- The paper introduces MARK, a keyword-based framework that efficiently extracts and normalizes user opinions from vast, noisy mobile app reviews.
- The framework employs techniques like contrast scoring for keyword ranking and Word2Vec-based clustering, achieving accuracies around 83-90% in evaluation.
- The paper demonstrates that automated trend analysis and targeted review search can provide timely insights for app developers to enhance user experience.
Analyzing User Opinions in Mobile App Reviews through a Keyword-based Framework
The paper "Mining User Opinions in Mobile App Reviews: A Keyword-based Approach" introduces MARK, a framework designed to extract meaningful insights from the vast and often noisy data found in mobile app user reviews. Acknowledging the importance of user feedback for enhancing app user experience and satisfaction, the authors present a structured method to efficiently analyze user comments using keyword-based techniques. This paper offers a comprehensive approach blending elements of information retrieval with user sentiment analysis, specifically tailored for mobile app reviews.

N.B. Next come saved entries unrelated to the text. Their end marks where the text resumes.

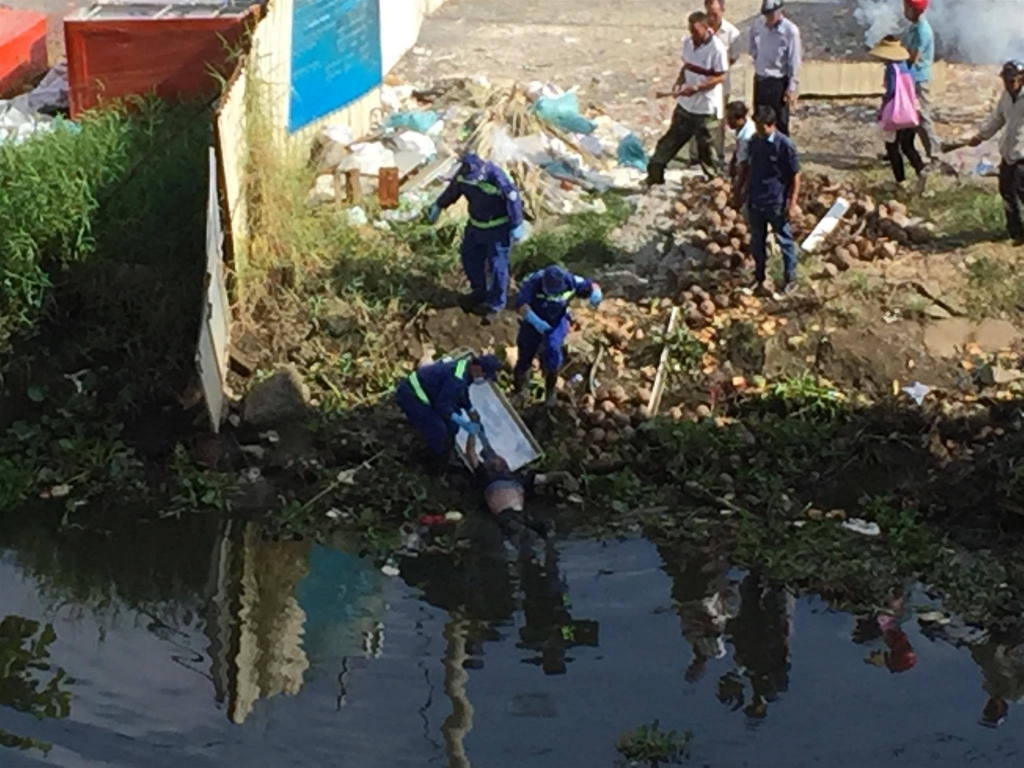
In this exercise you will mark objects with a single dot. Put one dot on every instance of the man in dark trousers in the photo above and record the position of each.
(770, 184)
(698, 91)
(777, 51)
(1009, 114)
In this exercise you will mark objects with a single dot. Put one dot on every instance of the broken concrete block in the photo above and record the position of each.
(284, 397)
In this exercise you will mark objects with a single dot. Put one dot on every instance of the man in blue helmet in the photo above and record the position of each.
(434, 396)
(543, 302)
(496, 222)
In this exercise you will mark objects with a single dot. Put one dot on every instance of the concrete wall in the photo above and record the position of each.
(263, 77)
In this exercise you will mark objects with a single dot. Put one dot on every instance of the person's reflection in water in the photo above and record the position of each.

Overview of MARK Framework
MARK is constructed to address two key challenges: the excessive volume of user reviews that makes manual analysis impractical, and the inherently noisy nature of these reviews which often include misspellings, abbreviations, non-standard language, and other informalities. The framework effectively leverages keywords to systematize this data into useful insights for developers.
MARK operates at multiple stages:
- Keyword Extraction and Normalization: The process begins with extracting keywords from raw reviews. Specialized techniques are employed to handle issues like non-English reviews and misspellings. A custom stemming algorithm and a dictionary of common misspelled words further refine the keyword extraction process.
- Keyword Recommendation: This involves ranking, clustering, and expanding keywords. Ranking is performed using a contrast score that quantifies a keyword's prevalence in negative reviews. Clustering, based on Word2Vec representations, groups similar keywords, while expansion identifies related terms that might not be explicitly presented by users.
- Review Search: The framework utilizes tf.idf weighting and the Vector Space Model to find the most relevant reviews associated with a chosen set of keywords. This process ensures efficient retrieval of reviews that reflect user concerns about specific app features or issues.
- Trend Analysis: MARK also tracks keyword occurrences over time, employing simple moving averages to detect unusual patterns in user reviews. This capability is pivotal for identifying persistent or rising problems in app versions, offering developers timely insights.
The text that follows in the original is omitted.